Il reprit pied par l'intercession d'un miracle qui arriva à l'heure du dîner. Alors qu'il se restaurait d'une coquille Saint-Jacques, il eut une illumination. Il était assis dans une paillote quand il aperçut Robert, une vieille épave clochardesque qui faisait usage d'une bâche comme d'une cuvette et d'un pédiluve. En apnée pour ne pas vomir son repas face aux odeurs de guano émanant des pieds du vagabond, il remarqua que celui-ci était vêtu d'une combinaison de plongée.

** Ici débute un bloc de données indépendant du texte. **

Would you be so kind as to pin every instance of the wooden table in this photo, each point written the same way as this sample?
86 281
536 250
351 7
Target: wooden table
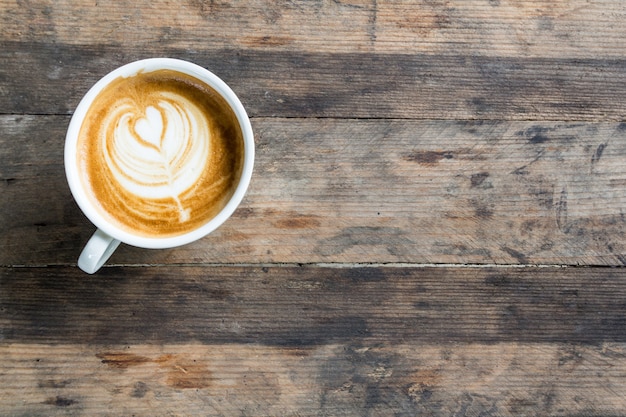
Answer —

Dès le lendemain, il convoqua les associations qui revendiquaient le droit de faire trempette habillé sous couvert de discours bidons et en brassant beaucoup d'air. Il leur avait donné rendez-vous au club subaquatique. Il leur fit l'éloge des bains de mer, leur assurant que l'iode était leur meilleure alliée pour soigner tant leurs peurs que leurs dermatoses. Il leur promit de faire voter dans le cadre du prochain budget la gratuité pour qu'ils s'initient à l'immersion dans la Grande bleue. Il invita également à la piscine leurs adversaires. Pour garder le cap et faire preuve d'équité, il leur assura qu'un solarium serait construit et que les naturistes auraient droit de cité.

Pour fêter cette réussite, on sabla le champagne. Quant à l'animateur du hammam, on l'invita à aller prêcher sa haine ailleurs. Il fit ses valises pour retourner dans son bled paumé où seules quelques tanches d'une mare se délectent de ses discours vaseux.

Depuis ce jour, la ville a retrouvé une ambiance pacifique.